Neurobiology sector

Parkinson's Disease (PD) is the second most common progressive neurodegenerative disorder, affecting 1-2% of all individuals above the age of 65. PD is characterized by muscle rigidity, resting tremor, bradykinesia and gait disturbance with dysequilibrium. The neuropathological hallmark in post mortem brains is the selective degeneration of specific subsets of mesencephalic dopaminergic (DA) cells and the formation of cytoplasmic aggregates called Lewy Bodies (LB). The loss of DA synapses in the striatum is believed to be the primary cause for disruption of the ability to control movements.

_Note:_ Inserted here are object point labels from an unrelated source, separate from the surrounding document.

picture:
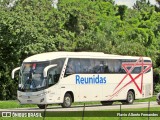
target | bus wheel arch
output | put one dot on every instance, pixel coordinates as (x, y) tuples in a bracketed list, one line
[(68, 99), (42, 106), (130, 97)]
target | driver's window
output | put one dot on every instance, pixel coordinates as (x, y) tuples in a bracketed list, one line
[(53, 77)]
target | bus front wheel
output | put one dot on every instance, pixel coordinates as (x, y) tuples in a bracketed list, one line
[(42, 106), (67, 101), (130, 98)]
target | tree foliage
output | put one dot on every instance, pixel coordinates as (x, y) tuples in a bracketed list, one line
[(33, 26)]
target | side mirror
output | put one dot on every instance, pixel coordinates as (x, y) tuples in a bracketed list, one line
[(13, 71), (47, 68)]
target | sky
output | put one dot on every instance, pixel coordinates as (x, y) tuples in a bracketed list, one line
[(130, 3)]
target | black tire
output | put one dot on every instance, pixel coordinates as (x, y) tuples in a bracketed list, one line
[(130, 98), (67, 102), (42, 106), (106, 103)]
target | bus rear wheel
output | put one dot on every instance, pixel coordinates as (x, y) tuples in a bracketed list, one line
[(106, 102), (130, 98), (67, 102), (42, 106)]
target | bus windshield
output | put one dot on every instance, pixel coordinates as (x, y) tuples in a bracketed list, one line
[(31, 76)]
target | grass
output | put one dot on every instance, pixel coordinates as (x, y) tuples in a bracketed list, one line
[(15, 103)]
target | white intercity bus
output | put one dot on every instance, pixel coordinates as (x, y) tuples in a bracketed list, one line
[(67, 77)]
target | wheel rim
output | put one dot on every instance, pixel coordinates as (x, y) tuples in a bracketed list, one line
[(130, 98), (67, 101)]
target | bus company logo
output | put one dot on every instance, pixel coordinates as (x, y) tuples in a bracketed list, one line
[(6, 114), (95, 79)]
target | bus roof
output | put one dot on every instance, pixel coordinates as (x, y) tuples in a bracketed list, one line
[(53, 55)]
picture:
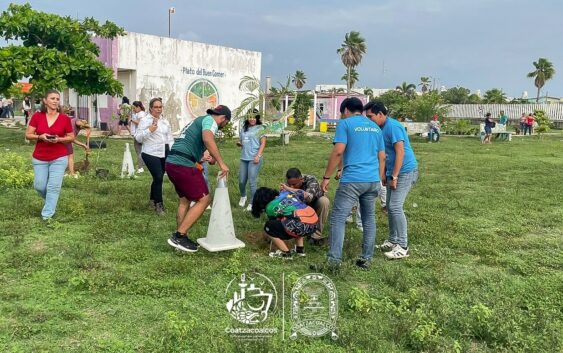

(i) We are applying functional genomics techniques to study gene expression profiles in cellular and animal models of the disease. Since in PD the control of movements is altered for the selective loss of a subset of dopaminergic cell groups, we are studying gene expression in the mesencephalic dopaminergic cell system to correlate gene clusters to cell’s susceptibility.

(ii) We are studying alpha-synuclein (AS) and DJ-1, two proteins encoded by genes associated with rare forms of early-onset familial PD.
The role of AS in PD has been confirmed by its localization in the Lewy bodies, fibrillar intracytoplasmic inclusions that are the histopathological hallmark of PD. It is believed that inhibition of AS activity or expression may be a valid approach to develop new therapeutics for PD. In collaboration with P. Carloni, SISSA, Italy, we are investigating dopamine-binding to AS. The model is validated by mutational analysis performed in collaboration with Dr. Lashuel Hilal at EPH, Lausanne, Suisse. Mutations in the PARK7/DJ-1 gene were found to be associated with autosomal recessive early-onset PD. DJ-1 is involved in oxidative stress response exerting a pro-survival role. It is unclear how PD-linked mutations alter DJ-1 structure and function and which biochemical activity is important for its neuro-protective action.
In collaboration with P. Carloni, SISSA, Italy, we apply computational models to unveil the structural basis for DJ-1 loss of function. The effects of mutations for DJ-1 structure are investigated in reduced and oxidized states using molecular dynamics simulations.
In collaboration with G. Del Sal, CIB, Trieste, Italy, we have isolated a group of DJ-1 interactors in a yeast two-hybrids screening. We are currently focusing our attention on TTRAP (TRAF and TNF receptor associated protein). TTRAP may act both as a transcriptional regulator and as an endonuclease, sharing significant structural homology and biochemical activity with APE1/Ref-1, a major player in cellular oxidative stress response.
In collaboration with G. Tell, Universita’ di Udine, Italy, we are currently analyzing its role in DNA repair.